5月中下旬 5月下旬 4月の終わり頃から研修訪問と思しき小学生や中学生のグループをよく見かけるようになりました。平和公園やその周辺の記念碑、東に向かって旧日銀ビル、そして袋町小学校や隣接するマルセルジュノー博士の記念碑を巡る行程であろうと推測できます。早いグループは朝8時過ぎには行動開始しているようです。

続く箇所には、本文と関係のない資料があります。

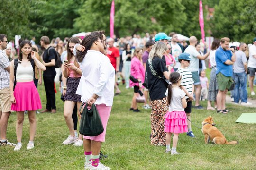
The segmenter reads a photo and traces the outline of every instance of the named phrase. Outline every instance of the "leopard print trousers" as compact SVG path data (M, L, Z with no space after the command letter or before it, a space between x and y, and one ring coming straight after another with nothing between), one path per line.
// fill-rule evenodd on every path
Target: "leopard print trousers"
M156 146L165 145L165 135L164 131L165 120L164 116L168 110L166 97L151 101L152 111L151 144Z

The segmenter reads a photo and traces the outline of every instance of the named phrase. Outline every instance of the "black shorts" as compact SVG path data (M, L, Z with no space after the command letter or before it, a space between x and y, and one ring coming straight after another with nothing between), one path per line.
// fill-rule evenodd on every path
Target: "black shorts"
M135 85L133 87L133 90L134 90L134 93L138 93L139 90L139 87Z
M192 102L188 101L189 98L186 99L187 101L187 107L184 110L186 113L191 113L191 108L192 107Z

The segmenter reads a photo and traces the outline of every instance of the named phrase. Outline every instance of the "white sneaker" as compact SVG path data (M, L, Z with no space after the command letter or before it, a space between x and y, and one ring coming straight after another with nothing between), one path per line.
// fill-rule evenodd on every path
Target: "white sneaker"
M108 167L101 162L99 162L99 165L97 167L94 167L92 165L91 165L90 170L110 170L110 168Z
M241 105L252 105L252 103L250 103L249 102L242 102L241 103Z
M70 135L68 136L67 139L65 140L62 144L64 145L70 144L71 144L74 143L77 138L75 136L73 137Z
M33 149L34 148L34 147L35 146L34 145L34 143L33 144L28 143L28 144L27 144L27 150L30 150L30 149Z
M22 145L21 144L17 144L15 147L14 148L14 151L19 151L21 149Z
M171 155L174 155L174 154L181 154L180 153L178 153L177 151L171 151Z
M82 146L83 145L83 141L82 140L77 139L73 145L75 146Z
M91 163L89 163L85 162L84 163L84 170L90 170L91 166Z

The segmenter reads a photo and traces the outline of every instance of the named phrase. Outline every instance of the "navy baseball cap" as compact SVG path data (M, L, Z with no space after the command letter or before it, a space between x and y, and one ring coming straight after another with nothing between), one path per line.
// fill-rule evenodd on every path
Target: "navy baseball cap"
M179 56L179 59L190 61L190 55L186 52L182 53Z
M157 33L155 36L155 41L159 41L161 40L171 40L172 37L168 36L165 33Z

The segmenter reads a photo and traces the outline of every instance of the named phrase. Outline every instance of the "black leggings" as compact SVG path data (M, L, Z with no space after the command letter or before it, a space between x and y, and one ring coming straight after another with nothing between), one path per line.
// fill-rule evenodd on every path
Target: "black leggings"
M74 109L73 109L73 113L72 113L72 119L73 119L73 122L74 122L74 130L77 130L77 106L75 104Z

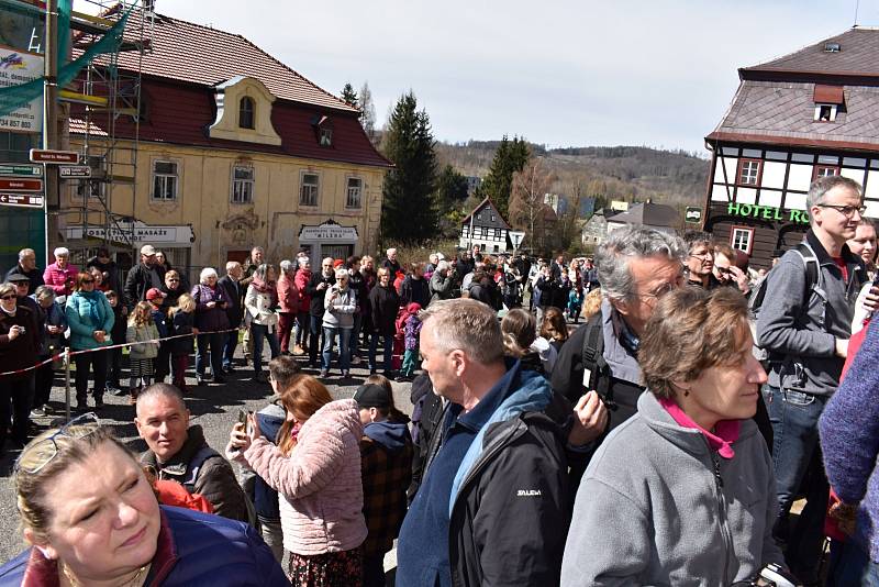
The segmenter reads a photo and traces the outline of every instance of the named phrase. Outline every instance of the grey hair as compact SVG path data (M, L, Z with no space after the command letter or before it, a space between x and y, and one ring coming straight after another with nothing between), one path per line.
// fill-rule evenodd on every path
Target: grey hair
M674 234L627 226L613 231L596 251L598 279L608 299L631 302L635 299L635 280L630 270L633 258L667 257L683 263L687 250Z
M216 269L214 269L213 267L204 267L203 269L201 269L201 273L199 274L199 283L207 284L209 277L220 277L220 276L216 275Z
M40 286L36 288L36 291L34 291L34 298L36 298L37 300L45 300L52 298L54 300L55 290L48 286Z
M824 203L827 199L827 192L839 186L853 190L861 201L864 200L864 188L854 179L841 175L820 177L812 182L809 187L809 193L805 195L805 209L809 211L810 222L814 220L812 218L812 207Z
M436 346L446 353L461 350L474 362L503 362L503 337L498 314L481 301L460 298L431 302L419 313L431 328Z

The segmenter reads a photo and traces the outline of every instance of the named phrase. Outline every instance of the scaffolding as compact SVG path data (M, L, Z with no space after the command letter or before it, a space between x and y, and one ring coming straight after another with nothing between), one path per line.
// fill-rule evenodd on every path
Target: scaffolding
M144 56L152 52L154 2L77 0L70 29L76 56L98 43L126 14L125 32L116 49L97 56L59 91L62 117L69 121L67 142L80 152L91 174L67 181L71 206L57 211L58 232L78 262L85 262L98 247L127 256L124 261L129 263L137 259L137 151L144 112L141 70ZM123 53L125 65L120 67ZM127 198L122 196L131 198L131 213L125 213ZM124 261L122 265L129 265Z

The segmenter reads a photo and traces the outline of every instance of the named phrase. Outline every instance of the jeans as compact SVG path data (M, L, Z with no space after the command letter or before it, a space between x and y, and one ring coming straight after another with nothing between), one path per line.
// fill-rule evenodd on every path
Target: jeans
M94 389L92 396L96 400L103 398L107 387L107 351L92 351L74 357L76 364L76 401L86 405L89 390L89 370L94 373Z
M231 334L235 334L232 332ZM205 332L196 336L196 373L199 376L204 375L208 368L205 358L210 359L211 373L214 378L223 376L223 345L225 343L225 334L222 332ZM208 355L208 346L211 347L211 354Z
M223 343L223 366L231 367L232 359L235 357L235 348L238 347L238 331L226 333L226 340Z
M763 394L774 435L772 468L779 507L774 534L788 543L786 557L791 571L811 573L816 571L821 560L830 495L817 433L817 420L827 398L769 385L764 386ZM801 484L806 505L797 528L788 529L790 507Z
M251 340L254 342L254 374L263 373L263 340L268 340L271 358L278 356L278 335L269 332L268 326L257 323L251 324Z
M390 334L381 334L374 332L372 337L369 339L369 370L376 370L376 347L378 346L378 337L381 336L382 346L385 348L385 370L391 370L391 358L393 356L393 336Z
M343 372L348 370L349 368L349 358L351 355L348 354L348 342L351 341L351 329L340 329L340 328L323 328L323 363L322 366L324 369L330 368L330 359L333 353L333 344L336 341L336 334L338 334L338 365Z
M27 422L31 417L33 397L33 373L26 374L23 379L0 379L0 451L7 440L10 418L14 418L12 440L21 444L27 443Z

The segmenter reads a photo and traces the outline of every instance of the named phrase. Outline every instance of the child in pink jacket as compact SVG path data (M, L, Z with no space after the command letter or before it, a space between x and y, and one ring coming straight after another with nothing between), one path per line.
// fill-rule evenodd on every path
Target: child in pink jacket
M301 375L280 392L287 421L278 445L236 424L226 454L249 466L280 499L283 547L290 551L292 585L357 585L366 540L360 478L363 424L353 399L332 401L314 377Z

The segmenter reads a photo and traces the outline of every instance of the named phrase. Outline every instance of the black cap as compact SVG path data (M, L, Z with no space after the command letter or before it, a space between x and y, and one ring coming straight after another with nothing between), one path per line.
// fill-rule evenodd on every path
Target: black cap
M354 401L360 408L390 408L391 400L388 398L388 391L376 384L366 384L357 388L354 394Z

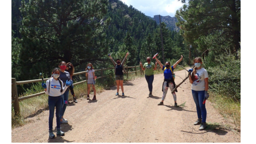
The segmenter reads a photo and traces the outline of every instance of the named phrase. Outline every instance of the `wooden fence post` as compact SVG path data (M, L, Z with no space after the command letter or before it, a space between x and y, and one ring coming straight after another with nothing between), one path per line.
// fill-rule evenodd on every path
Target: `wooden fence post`
M135 71L136 71L136 73L135 73L135 75L137 76L137 67L135 66Z
M128 78L129 77L128 76L128 66L126 66L126 77L127 77L127 79L128 79Z
M141 69L141 66L140 66L140 75L142 75L142 69Z
M100 74L101 75L101 83L103 83L103 69L101 68L101 69L100 69Z
M20 116L20 111L19 109L19 96L18 95L18 91L16 85L16 79L12 78L12 98L15 100L14 106L15 115Z

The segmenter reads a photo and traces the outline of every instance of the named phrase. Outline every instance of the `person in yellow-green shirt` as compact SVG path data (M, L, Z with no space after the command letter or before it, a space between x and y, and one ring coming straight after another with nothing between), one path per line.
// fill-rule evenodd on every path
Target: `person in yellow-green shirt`
M140 62L140 64L141 67L141 69L143 70L145 70L145 78L147 82L148 86L148 89L150 91L150 94L148 96L152 96L152 92L153 90L153 81L154 80L154 70L156 70L156 65L157 65L157 62L156 62L156 65L151 62L151 58L150 57L147 58L147 62L144 64L142 65L141 62Z

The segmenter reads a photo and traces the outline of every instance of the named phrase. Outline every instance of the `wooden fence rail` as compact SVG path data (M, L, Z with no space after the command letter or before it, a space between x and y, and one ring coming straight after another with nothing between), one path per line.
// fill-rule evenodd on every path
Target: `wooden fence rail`
M160 66L159 66L160 67ZM140 69L139 70L137 70L137 68L140 67ZM140 71L141 75L144 74L144 72L143 70L141 69L141 67L140 66L125 66L125 67L126 69L127 73L126 73L127 78L128 78L128 74L132 73L135 73L136 75L137 75L137 73ZM135 68L135 71L128 71L128 68ZM103 76L103 71L114 69L114 67L111 67L108 68L104 68L101 69L95 69L94 70L95 71L100 71L100 76L97 77L97 79L101 79L101 78L107 77L108 76ZM73 74L73 76L76 76L79 75L81 75L83 74L85 74L86 73L86 71L83 71L80 72L74 73ZM46 81L47 80L50 79L50 78L46 78L44 79L44 81ZM101 82L102 82L103 81L103 79L101 79ZM19 97L19 96L18 95L18 92L17 91L17 85L24 84L27 84L29 83L34 83L34 82L38 82L42 81L42 79L37 79L35 80L29 80L26 81L16 81L15 79L14 78L12 78L12 103L14 103L14 111L15 112L15 115L20 115L20 110L19 108L19 101L24 100L25 99L28 99L29 98L32 98L36 96L38 96L41 95L43 95L45 94L44 92L41 92L40 93L38 93L37 94L33 94L32 95L26 96L22 97ZM73 84L74 85L81 84L87 81L87 80L83 80L81 81L77 82L75 83L74 83Z

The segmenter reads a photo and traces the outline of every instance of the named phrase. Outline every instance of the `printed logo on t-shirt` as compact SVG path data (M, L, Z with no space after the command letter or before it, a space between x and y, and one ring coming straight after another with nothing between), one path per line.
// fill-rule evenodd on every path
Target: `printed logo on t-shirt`
M152 66L151 65L147 65L146 66L146 68L148 69L150 69L152 68Z
M55 85L54 84L52 84L51 86L51 88L52 89L61 89L60 85Z
M200 83L201 81L200 80L201 79L201 77L199 75L199 74L197 73L195 75L195 79L196 80L193 82L193 85L197 85Z

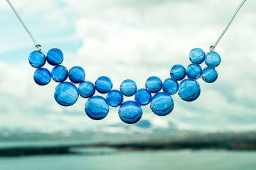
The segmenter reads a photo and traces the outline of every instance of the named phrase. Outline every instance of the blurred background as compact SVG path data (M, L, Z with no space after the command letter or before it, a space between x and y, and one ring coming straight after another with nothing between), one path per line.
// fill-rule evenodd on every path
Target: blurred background
M127 79L138 88L152 75L164 80L173 65L190 64L192 49L209 52L241 1L12 1L44 51L61 49L68 68L82 66L92 82L106 75L114 89ZM118 108L94 121L86 99L61 107L56 82L36 85L33 42L0 1L0 169L255 169L255 6L246 2L220 42L218 78L198 80L196 101L174 95L171 114L145 106L138 123L126 125Z

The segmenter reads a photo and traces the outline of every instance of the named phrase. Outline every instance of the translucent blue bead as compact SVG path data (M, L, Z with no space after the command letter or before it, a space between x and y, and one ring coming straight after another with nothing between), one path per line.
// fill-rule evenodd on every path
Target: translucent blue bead
M174 102L171 95L165 92L156 93L150 102L151 110L159 116L166 116L173 109Z
M84 69L79 66L71 68L68 72L68 78L74 83L80 83L85 79Z
M70 82L61 82L55 88L55 100L63 106L73 105L77 100L78 95L77 88Z
M123 103L124 95L120 91L113 89L108 93L107 101L111 106L118 107Z
M141 106L134 101L127 101L119 108L119 118L122 121L129 124L135 123L142 116Z
M152 93L159 92L162 89L162 81L157 77L152 76L146 81L146 88Z
M99 120L107 116L109 105L103 97L95 96L88 99L84 111L91 119Z
M113 88L113 83L109 78L102 76L98 78L95 82L97 91L100 93L107 93Z
M145 105L150 102L151 93L147 89L140 89L135 93L135 101L141 105Z
M170 95L176 93L178 89L179 83L174 79L167 79L163 83L163 91Z
M201 64L205 58L205 53L201 49L193 49L189 52L189 59L193 63Z
M181 81L186 77L186 69L180 65L174 65L171 70L171 77L177 81Z
M52 79L58 82L63 82L68 78L68 72L66 67L58 65L52 70Z
M198 64L191 64L187 67L187 76L188 78L197 79L201 77L202 68Z
M179 95L187 102L196 100L200 94L199 83L192 79L187 79L182 81L179 85Z
M131 97L136 92L137 85L134 81L127 79L121 83L120 89L124 95Z
M90 81L83 81L78 87L80 96L84 98L92 97L95 93L95 86Z
M51 78L51 72L45 68L39 68L34 73L34 81L40 86L49 83Z
M216 67L220 63L221 58L216 52L210 52L206 54L205 64L207 66Z
M205 82L213 82L218 78L217 70L211 66L207 66L202 72L202 78Z
M58 49L52 49L48 51L46 59L50 65L58 65L63 61L63 54Z
M46 58L41 51L35 50L29 54L28 61L33 67L40 68L45 64Z

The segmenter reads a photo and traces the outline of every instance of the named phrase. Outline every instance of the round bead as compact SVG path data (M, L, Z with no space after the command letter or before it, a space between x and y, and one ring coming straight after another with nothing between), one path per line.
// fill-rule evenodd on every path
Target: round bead
M40 86L49 83L51 78L51 72L45 68L39 68L34 73L34 81Z
M63 82L55 88L55 100L63 106L70 106L76 103L78 98L78 90L70 82Z
M74 83L80 83L84 80L85 72L84 69L79 66L71 68L68 72L68 78Z
M174 65L171 70L171 77L177 81L181 81L186 77L186 69L180 65Z
M141 105L145 105L150 102L151 93L147 89L140 89L135 93L135 101Z
M146 88L152 93L159 92L162 89L162 81L156 76L149 77L146 81Z
M135 123L142 116L141 106L134 101L127 101L119 108L119 118L122 121L129 124Z
M171 95L165 92L156 93L150 102L151 110L157 115L166 116L173 109L174 102Z
M200 94L199 83L192 79L187 79L182 81L179 85L179 95L187 102L196 100Z
M197 79L201 77L202 68L198 64L191 64L187 67L187 76L188 78Z
M103 97L95 96L88 99L84 111L91 119L99 120L107 116L109 105Z
M118 90L113 89L108 93L107 101L112 107L120 105L124 101L124 95Z
M95 87L99 93L105 94L112 89L113 83L108 77L102 76L97 79Z
M61 65L56 66L52 70L52 79L56 82L65 81L68 78L68 69Z
M137 85L134 81L127 79L121 83L120 89L124 95L126 97L131 97L136 92Z
M46 59L50 65L58 65L63 61L63 54L58 49L52 49L48 51Z
M174 79L167 79L163 83L163 91L170 95L176 93L178 89L179 83Z
M211 66L207 66L202 72L202 78L206 82L213 82L218 78L217 70Z
M220 63L221 58L216 52L210 52L205 56L205 64L207 66L216 67Z
M33 67L40 68L45 64L46 58L41 51L35 50L29 54L28 61Z
M92 97L95 93L95 86L90 81L83 81L78 87L80 96L84 98Z
M201 49L193 49L189 52L189 59L193 63L201 64L205 58L205 53Z

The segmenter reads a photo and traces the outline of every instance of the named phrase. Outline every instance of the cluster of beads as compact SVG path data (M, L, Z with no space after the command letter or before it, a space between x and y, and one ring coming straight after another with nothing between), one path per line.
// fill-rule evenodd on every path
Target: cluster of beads
M170 77L163 82L157 77L150 77L146 81L145 88L137 89L136 82L127 79L122 82L119 91L112 89L113 83L108 77L100 77L93 84L84 81L85 72L83 68L76 66L68 70L66 67L60 65L63 60L63 54L60 49L51 49L46 56L38 50L33 52L29 56L30 65L37 68L34 73L36 84L46 85L52 78L60 82L54 91L54 98L59 104L72 105L80 95L88 98L84 111L90 118L102 120L108 115L109 105L119 107L120 118L129 124L136 123L141 118L141 105L150 104L153 112L159 116L166 116L172 112L174 107L172 95L178 92L182 100L193 101L200 94L200 87L196 79L202 77L206 82L213 82L216 80L218 73L215 67L221 61L217 52L212 51L205 55L202 49L193 49L189 52L189 59L192 64L186 69L180 65L173 66L170 71ZM42 68L46 61L54 66L51 72ZM199 65L204 61L207 67L202 70ZM185 79L186 76L188 79ZM66 81L68 77L70 82ZM179 83L178 81L181 82ZM79 84L78 88L75 84ZM163 91L161 91L161 89ZM93 96L96 90L102 94L107 93L106 98ZM152 93L154 93L153 96ZM124 102L124 96L133 95L135 101Z

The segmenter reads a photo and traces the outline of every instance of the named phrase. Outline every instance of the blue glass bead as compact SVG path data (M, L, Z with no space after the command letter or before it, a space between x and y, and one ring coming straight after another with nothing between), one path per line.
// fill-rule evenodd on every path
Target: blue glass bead
M46 58L41 51L35 50L29 54L28 61L33 67L40 68L45 64Z
M221 58L216 52L210 52L205 56L205 64L207 66L216 67L220 63Z
M141 105L145 105L150 102L151 93L147 89L140 89L135 93L135 101Z
M187 76L188 78L197 79L201 77L202 68L198 64L191 64L187 67Z
M88 99L84 111L91 119L99 120L107 116L109 105L103 97L95 96Z
M55 88L55 100L63 106L70 106L75 104L78 95L77 88L70 82L61 82Z
M217 70L211 66L207 66L202 72L202 78L205 82L213 82L218 78Z
M83 81L78 87L80 96L84 98L92 97L95 93L95 86L90 81Z
M157 77L152 76L146 81L146 88L152 93L159 92L162 89L162 81Z
M186 69L180 65L174 65L171 70L171 77L177 81L181 81L186 77Z
M205 53L201 49L193 49L189 52L189 59L193 63L201 64L205 58Z
M74 83L80 83L85 79L85 72L84 69L79 66L71 68L68 72L68 78Z
M46 59L50 65L58 65L63 61L63 54L58 49L52 49L48 51Z
M122 121L129 124L135 123L142 116L141 106L134 101L127 101L119 108L119 118Z
M192 79L187 79L182 81L179 85L179 95L187 102L196 100L200 94L199 83Z
M34 81L40 86L49 83L51 78L51 72L45 68L39 68L34 73Z
M99 93L105 94L108 93L113 88L113 83L109 78L102 76L95 82L95 87Z
M121 83L120 89L124 95L126 97L131 97L136 92L137 85L134 81L127 79Z
M178 89L179 83L174 79L167 79L163 83L163 91L170 95L176 93Z
M61 82L65 81L68 78L68 69L61 65L56 66L52 70L52 77L56 82Z
M120 105L124 101L124 95L118 90L113 89L108 93L107 101L112 107Z
M159 92L154 95L150 102L151 110L157 115L166 116L173 109L174 102L171 95Z

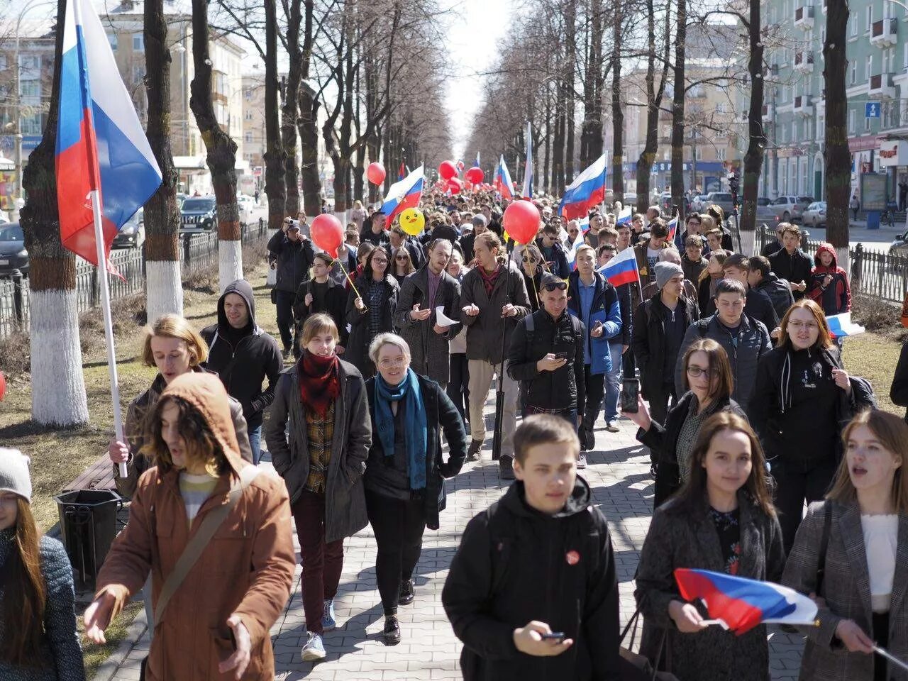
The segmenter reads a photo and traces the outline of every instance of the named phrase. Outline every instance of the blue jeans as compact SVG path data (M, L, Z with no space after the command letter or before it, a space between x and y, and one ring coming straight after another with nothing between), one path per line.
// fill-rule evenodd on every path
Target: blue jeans
M606 423L618 418L618 394L621 392L621 342L609 343L612 354L612 370L606 374L606 400L603 415Z
M249 446L252 449L252 463L258 466L262 459L262 424L249 429Z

  思いがけず当資料館にもこのような訪問を受けます。すぐにどこからの訪問かと尋ねますと,岐阜県、兵庫県、山口県などが聞かれました。雨の中を5人余りが皆レインコート姿で現れた小学生のはきはきした態度が印象的でした。学校の事前指導や家庭教育のことを想像してしまいます。
5月中旬袋町小学校とその平和資料館 
 当資料館から最も近いという教育機関ということで,袋町小学校とその平和資料館を訪ね,御挨拶ともに本館のチラシの紹介を依頼しました。
平成27年
5月1日
頼山陽史跡資料館のリニューアルオープンセレモニーが開かれ,これまでの頼山陽文化財団による運営から,広島県の直営施設として再スタートすることとなりました。式には県議会,県教育委員会,地元経済界,あるいはこれまでさまざまに当資料館の運営を支えていただいた方々など,その広がり,多方面からの注目と期待が寄せられていることを改めて痛感する一日でした。